To gain a clearer understanding of the data, the unscaled features are used rather than the scaled features. The next step in the analysis involves exploring the differences among the three clusters in terms of the three features used for clustering.

It is important to allocate resources and time effectively, and so it is necessary to prioritize the most pressing issues. To accomplish this, data on the number of miles driven in each state is obtained, as it will provide insight into the total number of fatal accidents in each state. This information is incorporated into the DataFrame and a box plot is created to visualize the number of total fatal traffic accidents within each state cluster.

In [13]:
# Read in the `miles-drives.csv`
miles_driven = pd.read_csv('miles_driven.csv', sep=',')
In [14]:
# Merge the `car_acc` DataFrame with the `miles_driven` DataFrame
car_acc_miles = car_acc.merge(miles_driven, on='state')
In [15]:
#Create a new column for the number of drivers involved in fatal accidents
car_acc_miles['num_drvr_fatl'] = car_acc_miles['Fatality_rate_Drivers'] * car_acc_miles['million_miles_annually'] / 1000

# Create a barplot of the total number of accidents per cluster
sns.barplot(x='cluster', y='num_drvr_fatl', data=car_acc_miles, estimator=sum, ci=None)

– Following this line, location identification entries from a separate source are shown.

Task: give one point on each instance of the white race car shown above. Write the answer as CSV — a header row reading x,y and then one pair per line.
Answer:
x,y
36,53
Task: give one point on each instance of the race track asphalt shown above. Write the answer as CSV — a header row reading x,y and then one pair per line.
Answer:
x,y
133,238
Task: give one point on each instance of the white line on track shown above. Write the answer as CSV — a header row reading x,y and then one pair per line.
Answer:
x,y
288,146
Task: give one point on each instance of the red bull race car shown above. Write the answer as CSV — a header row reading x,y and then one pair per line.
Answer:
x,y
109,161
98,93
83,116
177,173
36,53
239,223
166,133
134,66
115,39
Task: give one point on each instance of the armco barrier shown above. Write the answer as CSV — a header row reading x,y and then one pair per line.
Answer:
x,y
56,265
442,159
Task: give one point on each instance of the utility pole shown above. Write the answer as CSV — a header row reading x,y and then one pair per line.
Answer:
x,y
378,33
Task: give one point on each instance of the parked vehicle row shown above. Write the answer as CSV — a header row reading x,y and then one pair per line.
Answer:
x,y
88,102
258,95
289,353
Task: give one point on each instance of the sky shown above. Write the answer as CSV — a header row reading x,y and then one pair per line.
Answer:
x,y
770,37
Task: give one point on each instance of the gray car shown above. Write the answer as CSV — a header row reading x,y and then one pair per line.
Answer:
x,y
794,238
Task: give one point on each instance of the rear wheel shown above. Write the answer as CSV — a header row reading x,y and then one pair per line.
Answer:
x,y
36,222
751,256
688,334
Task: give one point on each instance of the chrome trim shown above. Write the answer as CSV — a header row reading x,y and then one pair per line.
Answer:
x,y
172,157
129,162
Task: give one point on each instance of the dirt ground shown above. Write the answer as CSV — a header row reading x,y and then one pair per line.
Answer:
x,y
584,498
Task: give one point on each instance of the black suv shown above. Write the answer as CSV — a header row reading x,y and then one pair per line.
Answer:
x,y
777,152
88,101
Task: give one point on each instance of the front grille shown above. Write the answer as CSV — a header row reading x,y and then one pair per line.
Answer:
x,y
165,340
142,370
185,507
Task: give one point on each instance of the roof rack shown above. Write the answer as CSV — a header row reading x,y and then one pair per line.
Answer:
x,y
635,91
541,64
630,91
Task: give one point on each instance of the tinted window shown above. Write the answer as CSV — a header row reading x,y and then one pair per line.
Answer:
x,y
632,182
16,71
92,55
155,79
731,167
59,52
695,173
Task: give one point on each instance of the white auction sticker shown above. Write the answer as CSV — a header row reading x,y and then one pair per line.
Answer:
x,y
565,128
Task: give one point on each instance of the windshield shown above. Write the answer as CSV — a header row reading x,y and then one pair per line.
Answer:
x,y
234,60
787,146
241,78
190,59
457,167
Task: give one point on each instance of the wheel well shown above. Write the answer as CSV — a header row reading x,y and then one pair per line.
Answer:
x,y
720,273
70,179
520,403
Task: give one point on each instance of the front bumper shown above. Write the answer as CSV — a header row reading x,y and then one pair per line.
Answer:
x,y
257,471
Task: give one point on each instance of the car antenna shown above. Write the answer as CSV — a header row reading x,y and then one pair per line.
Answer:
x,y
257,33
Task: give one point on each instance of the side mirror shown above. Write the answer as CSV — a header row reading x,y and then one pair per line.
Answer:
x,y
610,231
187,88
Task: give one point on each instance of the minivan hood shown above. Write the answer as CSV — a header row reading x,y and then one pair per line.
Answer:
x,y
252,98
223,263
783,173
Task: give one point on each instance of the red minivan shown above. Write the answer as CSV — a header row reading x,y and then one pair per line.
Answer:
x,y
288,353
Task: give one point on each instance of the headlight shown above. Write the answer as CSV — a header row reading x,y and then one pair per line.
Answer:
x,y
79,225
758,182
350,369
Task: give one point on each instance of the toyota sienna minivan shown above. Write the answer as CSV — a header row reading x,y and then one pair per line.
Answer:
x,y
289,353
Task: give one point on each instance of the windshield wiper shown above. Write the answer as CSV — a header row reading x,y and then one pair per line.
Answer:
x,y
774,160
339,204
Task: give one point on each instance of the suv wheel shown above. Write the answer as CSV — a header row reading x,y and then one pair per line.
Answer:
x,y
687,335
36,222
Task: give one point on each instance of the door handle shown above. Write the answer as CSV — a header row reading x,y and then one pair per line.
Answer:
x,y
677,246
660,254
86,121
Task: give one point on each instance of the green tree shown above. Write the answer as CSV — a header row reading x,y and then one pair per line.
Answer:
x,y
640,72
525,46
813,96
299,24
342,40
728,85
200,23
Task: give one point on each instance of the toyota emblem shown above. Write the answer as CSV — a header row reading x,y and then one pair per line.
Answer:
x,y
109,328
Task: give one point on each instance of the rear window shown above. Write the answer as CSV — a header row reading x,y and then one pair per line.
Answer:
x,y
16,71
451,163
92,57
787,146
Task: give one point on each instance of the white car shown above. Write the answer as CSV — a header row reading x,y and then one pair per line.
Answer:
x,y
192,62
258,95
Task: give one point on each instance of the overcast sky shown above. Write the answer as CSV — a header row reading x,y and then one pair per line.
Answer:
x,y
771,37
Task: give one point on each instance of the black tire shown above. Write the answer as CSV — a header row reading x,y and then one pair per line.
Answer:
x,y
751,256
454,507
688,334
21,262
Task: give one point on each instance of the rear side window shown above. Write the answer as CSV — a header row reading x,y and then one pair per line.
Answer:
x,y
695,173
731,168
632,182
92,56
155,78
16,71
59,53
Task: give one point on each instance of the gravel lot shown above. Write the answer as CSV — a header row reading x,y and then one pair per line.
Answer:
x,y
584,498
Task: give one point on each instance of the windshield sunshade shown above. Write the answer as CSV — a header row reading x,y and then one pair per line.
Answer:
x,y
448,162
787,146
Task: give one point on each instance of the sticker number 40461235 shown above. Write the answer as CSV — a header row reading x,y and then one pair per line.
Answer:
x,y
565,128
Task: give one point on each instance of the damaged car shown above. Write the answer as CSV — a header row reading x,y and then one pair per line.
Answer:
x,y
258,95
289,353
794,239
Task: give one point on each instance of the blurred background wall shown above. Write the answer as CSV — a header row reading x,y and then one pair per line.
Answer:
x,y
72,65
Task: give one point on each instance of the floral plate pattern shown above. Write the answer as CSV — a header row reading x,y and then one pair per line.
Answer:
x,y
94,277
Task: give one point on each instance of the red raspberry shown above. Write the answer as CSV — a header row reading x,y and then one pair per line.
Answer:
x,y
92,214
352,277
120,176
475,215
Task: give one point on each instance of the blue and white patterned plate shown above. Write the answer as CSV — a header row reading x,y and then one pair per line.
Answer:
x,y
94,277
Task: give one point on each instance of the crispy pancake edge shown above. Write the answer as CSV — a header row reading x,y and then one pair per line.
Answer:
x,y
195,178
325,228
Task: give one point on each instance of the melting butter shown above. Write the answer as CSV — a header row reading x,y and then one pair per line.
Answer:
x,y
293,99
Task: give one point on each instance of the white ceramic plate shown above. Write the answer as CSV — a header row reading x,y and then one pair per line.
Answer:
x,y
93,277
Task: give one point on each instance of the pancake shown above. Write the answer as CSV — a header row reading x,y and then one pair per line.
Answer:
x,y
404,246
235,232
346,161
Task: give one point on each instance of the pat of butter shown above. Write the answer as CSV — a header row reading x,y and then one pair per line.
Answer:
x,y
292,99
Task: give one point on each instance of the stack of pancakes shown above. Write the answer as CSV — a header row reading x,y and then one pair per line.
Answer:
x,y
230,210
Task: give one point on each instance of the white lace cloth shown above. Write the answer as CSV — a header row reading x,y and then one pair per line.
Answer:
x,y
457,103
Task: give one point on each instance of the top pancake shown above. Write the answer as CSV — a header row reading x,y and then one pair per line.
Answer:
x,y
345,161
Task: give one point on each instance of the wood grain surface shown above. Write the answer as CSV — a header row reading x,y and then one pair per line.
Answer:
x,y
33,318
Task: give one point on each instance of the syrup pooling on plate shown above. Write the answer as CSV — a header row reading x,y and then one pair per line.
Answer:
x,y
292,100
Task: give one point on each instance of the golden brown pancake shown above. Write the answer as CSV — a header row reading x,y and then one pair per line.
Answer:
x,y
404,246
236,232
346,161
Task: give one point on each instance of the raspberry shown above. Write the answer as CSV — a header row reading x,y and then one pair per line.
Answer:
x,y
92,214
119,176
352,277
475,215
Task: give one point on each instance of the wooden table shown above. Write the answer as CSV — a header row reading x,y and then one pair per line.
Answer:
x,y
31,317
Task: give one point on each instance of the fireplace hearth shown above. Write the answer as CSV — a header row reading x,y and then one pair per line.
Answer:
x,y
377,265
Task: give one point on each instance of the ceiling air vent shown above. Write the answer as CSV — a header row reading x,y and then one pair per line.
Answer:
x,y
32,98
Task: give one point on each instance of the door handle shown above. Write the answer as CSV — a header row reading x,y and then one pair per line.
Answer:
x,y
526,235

# Calculate the number of states in each cluster and their 'num_drvr_fatl_col' mean and sum.
count_mean_sum = car_acc_miles.groupby('cluster')['num_drvr_fatl'].agg(['count', 'mean', 'sum'])
count_mean_sum
/var/folders/2c/xwfp87rj4ws8l8kn27fw53cr0000gn/T/ipykernel_59612/3679285735.py:5: FutureWarning:



The `ci` parameter is deprecated. Use `errorbar=None` for the same effect.


Out[15]:
count mean sum
cluster
0 17 749.668082 12744.3574
1 13 1060.110408 13781.4353
2 18 969.818439 17456.7319
3 1 683.777600 683.7776

The findings indicate that there is no clear preference in terms of which cluster should be a focus for policy intervention and further investigation. However, based on the data analysis, it can be argued that cluster 2 should be given particular attention. Further investigation into the characteristics and circumstances surrounding this cluster may provide valuable insight into potential solutions for reducing the number of fatal traffic accidents.